Ty Hegland, chief executive officer of ShareHouse in Fargo, which provides residential addiction treatment, said the population served by the voucher program — almost 75% are unemployed and 26% are homeless — will show up in jails or hospital emergency rooms, where they are more expensive to care for.
“These patients, whether we like it or not, are going to get served somewhere,” he said. If they end up in the emergency room, the cost is 10 times higher, and if they end up in the corrections system, the cost is six times higher, Hegland said.
“This is saving money in a lot of other areas of the state budget,” he said.
Addicts who can’t get treatment are at risk, Hegland said. “We’re talking about patient access and life and death,” he said.
Fargo police recently reported that they responded to 91 drug overdoses last year, triple the number in 2019, and recorded 18 overdose deaths last year.
Inadequate voucher funding has meant Prairie St. John’s in Fargo has been forced to increase its charity care by more than $1 million, the behavioral health hospital’s president said.
“It really increased our bad debts substantially,” said Jeff Herman.
Officials in Bismarck seem to have been stunned by the level of demand for addiction services, Hegland and Herman said. The voucher program is addressing a need that has gone underserved for decades, they said.

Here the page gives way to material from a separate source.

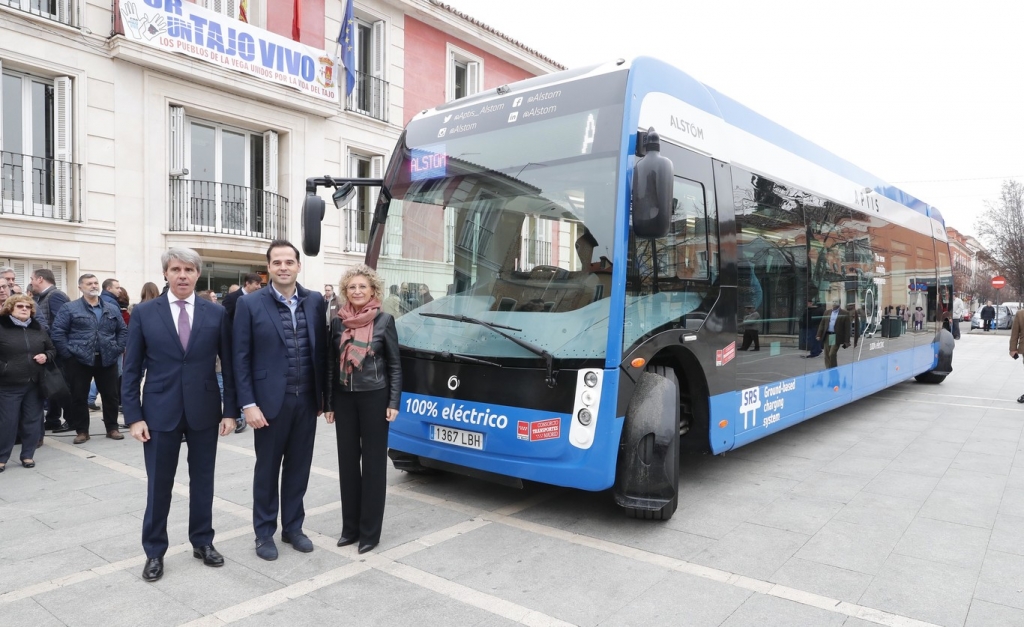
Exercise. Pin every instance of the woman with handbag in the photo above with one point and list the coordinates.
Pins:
(364, 390)
(25, 348)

“They seem to be complaining that providers are providing too much care,” Herman said. “But all it did was open a floodgate to reality,” he added, referring to the establishment of the voucher program several years ago. “We didn’t create these patients.”
Brenda Owen of Summit Prairie Recovery Center in Raleigh said steps can be taken to ensure the voucher program is tapped only after other payment sources have been exhausted.
“It could definitely be built into the process,” she told the House Appropriations Committee.
Also, granting Medicaid waivers to enable access to addiction services would be a major help, Owen and Snyder said.
Pamela Sagness, director of behavioral health for the North Dakota Department of Human Services, which manages the substance use disorder voucher program, agrees that treating addiction can save money.
“They’re able to avoid hopefully that higher level of care,” she said. Addicts who can’t afford private treatment can access services at state human service centers, although those might not be as convenient, especially for those who lack transportation, she said.
Mike Nowatzki, Burgum’s spokesman, said expanding access to treatment services is a priority for the administration, and can be done in a way that is friendly to taxpayers.
“The governor’s budget proposal included the substance use disorder voucher program to match funding to the increased demand for the program without raising taxes,” he said.